Beyond counting: computer science partnership helps speed up plant science experiments
By Lauren Hines | Bond Life Sciences Center
It’s not surprising that researchers feel discouraged when pursuing projects that involve plant leaf vein density analysis. Manually counting individual leaf veins and measuring their density to understand how nutrients are transported in plants can take weeks of tedious work.
That’s how Janlo Robil was feeling when he was working on a maize leaf project while rotating through the Paula McSteen lab in 2016 in Bond LSC.
Now, researchers can cut that time down to just minutes.
As part of the Bioinformatics in Plant Sciences (BIPS) program, undergraduate and graduate students in plant sciences and computer science have come together to create the first phenotype image analysis system for monocot plant leaf veins called, GrasVIQ.
The GrasVIQ software can process photos of grass leaves, automatically detect and count vertical grass leaf veins and calculate various quantitative measurements such as vein density, width and separation. These measurements help analyze leaf vein network patterns.
“The time that you use for collecting data, you can already use for analysis,” said Janlo Robil, head of the project and graduate student in the McSteen lab. “It will also help you in your decision about the direction of your research because the faster you get the data, then the better idea you have if you still need to pursue this or not.”
The project was spurred by Robil in 2017 when he went to a seminar by Filiz Bunyak, assistant research professor in the Electrical Engineering and Computer Science Department.
Bunyak was presenting her group’s interdisciplinary image processing and computer vision research, including their work on plant phenotype analysis. Robil got the idea to apply it to plant leaf veins.
“It started from a simple question,” said Ke Gao, co-author and graduate student in the Electrical Engineering and Computer Science Department. “Can we help them do their analysis faster with repeatable quantified results? We were hopeful we could use our previous experiences in plant image analysis to help Janlo and his lab conduct their analysis more efficiently.”
However, the project was on hold until 2019. Robil simply didn’t have the time or manpower for this project until he heard about the BIPS program.
“I think [the BIPS program is] a very good way of promoting interdisciplinarity in research,” Robil said. “Had I not asked the computer science people to collaborate with me, I would still be manually counting veins right now, and not using software to quantify veins more quickly. I think interdisciplinarity can move science forward and faster, literally.”
The software can identify the vertical veins with 95% accuracy and 92% accuracy for transverse veins when compared to the manual quantification.
“Without any doubt, we believe that the software can do a better job by just the rate of it,” Robil said.
While the software saves plant science researchers time and energy, it also provides computer science students something as well.
“Collaborating with plant scientists gives us the opportunity to leverage our expertise in engineering, algorithm development, and mathematical models to contribute to the solution of a real-world problem,” Gao said.
BIPS pairs undergraduate and graduate students from plant sciences and computer science together to work on a project.

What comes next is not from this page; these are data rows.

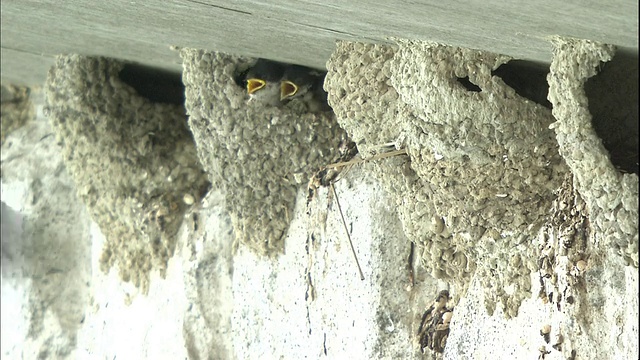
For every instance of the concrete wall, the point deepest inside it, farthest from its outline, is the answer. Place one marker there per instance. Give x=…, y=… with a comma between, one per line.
x=541, y=260
x=303, y=32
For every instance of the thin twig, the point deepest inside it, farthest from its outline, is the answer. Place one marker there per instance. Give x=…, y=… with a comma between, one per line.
x=344, y=223
x=376, y=157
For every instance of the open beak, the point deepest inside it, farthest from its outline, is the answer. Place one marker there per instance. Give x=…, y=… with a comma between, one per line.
x=287, y=89
x=254, y=85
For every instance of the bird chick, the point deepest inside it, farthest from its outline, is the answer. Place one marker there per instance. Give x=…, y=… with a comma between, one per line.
x=301, y=82
x=263, y=82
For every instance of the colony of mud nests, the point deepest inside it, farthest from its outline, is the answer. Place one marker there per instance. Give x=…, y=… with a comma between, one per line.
x=256, y=154
x=133, y=161
x=478, y=182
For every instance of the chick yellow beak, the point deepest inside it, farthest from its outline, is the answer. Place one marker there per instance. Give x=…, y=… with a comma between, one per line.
x=254, y=85
x=287, y=89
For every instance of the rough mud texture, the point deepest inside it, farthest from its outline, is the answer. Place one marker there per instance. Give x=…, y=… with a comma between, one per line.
x=133, y=161
x=257, y=155
x=611, y=196
x=16, y=107
x=482, y=162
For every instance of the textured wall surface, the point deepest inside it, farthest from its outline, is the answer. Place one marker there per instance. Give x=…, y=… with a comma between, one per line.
x=302, y=32
x=133, y=161
x=560, y=257
x=482, y=162
x=258, y=155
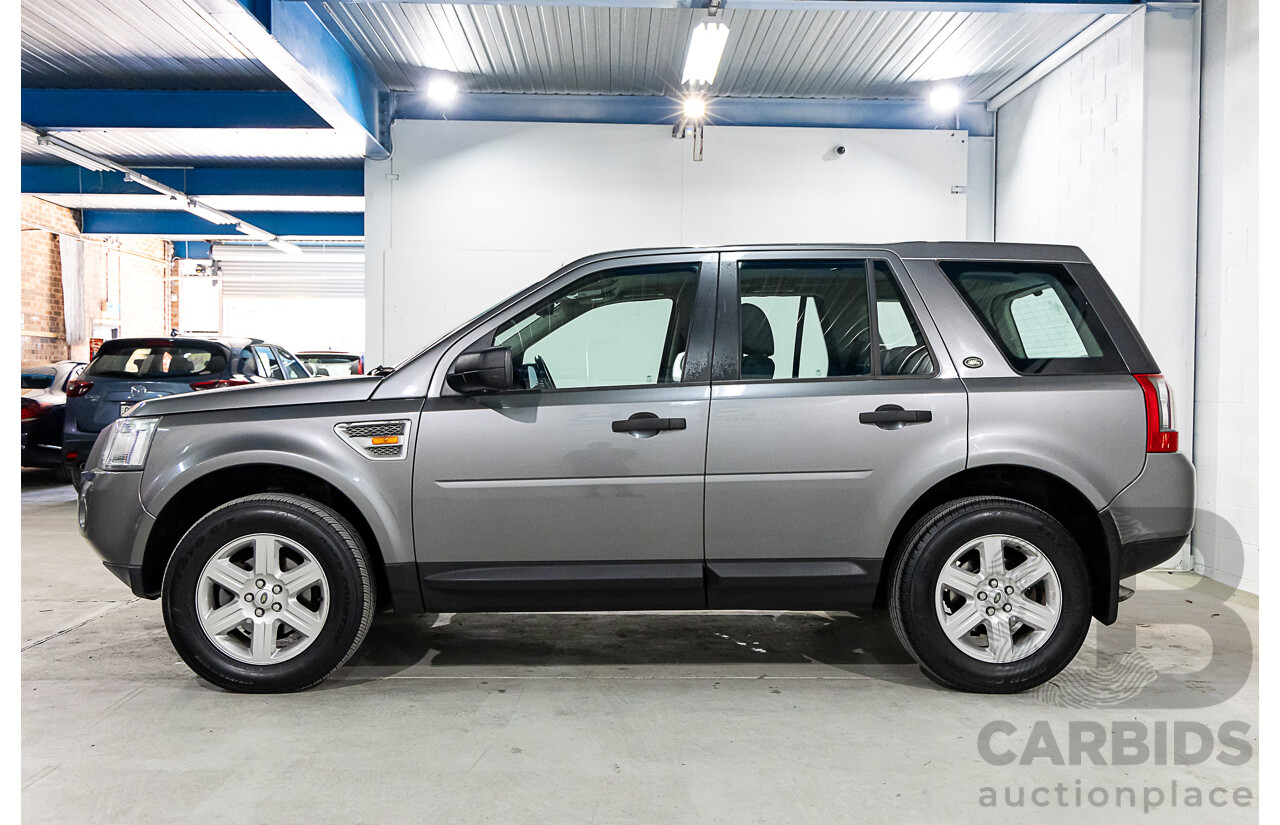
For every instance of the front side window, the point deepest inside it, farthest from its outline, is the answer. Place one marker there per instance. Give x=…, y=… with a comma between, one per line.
x=813, y=320
x=617, y=328
x=270, y=366
x=1037, y=315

For undergraduate Claire Neighbors in the McSteen lab and computer science undergraduate Michael Boeding, this was their first published paper.
“It’s super exciting,” Neighbors said. “It feels good like all my hard work meant something.”
Neighbors was the one who had to create the images and do the manual counting to compare to the software’s counting. She said the process took her months.
“It was worth something so that we could make this software valid,” Neighbors said. “Someone had to put in the hours to be able to make those ground truths to show that this software works. So, it feels really good that I was able to contribute something.”
While the software has much to offer, the researchers believe it could be better. Robil thinks vein classification can be improved using machine learning even though the software achieves a detection accuracy of more than 90% for vertical veins.
The current software is designed to be used by scientists and does not have a very friendly user interface. Building a better user interface and further improving the analytics using machine learning approaches are future goals for Gao. GrasVIQ will enable generations of training data for these machine learning-based improvements.
Nonetheless, the software provides an escape from endlessly counting veins.
“We learned how to quantify the veins quickly, but like a year from now, that isn’t going to be what’s taking us months to do,” Neighbors said. “It’s going to be figuring out why this gene made the veins look weird or produced less or thinner, thicker, which is going to make things more efficient in the future.”
More information about the project can be found in, “GrasVIQ: An Image Analysis Framework for Automatically Quantifying Vein Number and Morphology in Grass Leaves.” The paper was published on April 29 in The Plant Journal. The study was done by Janlo Robil, Ke Gao, Claire Neighbors, Michael Boeding, Francine Carland, Filiz Bunyak and Paula McSteen. The Bioinformatics and Plant Sciences (BIPS) program is funded under the National Science Foundation, Cellular Dynamics and Function MCB-1818312 to David Mendoza-Cozatl (University of Missouri, Columbia).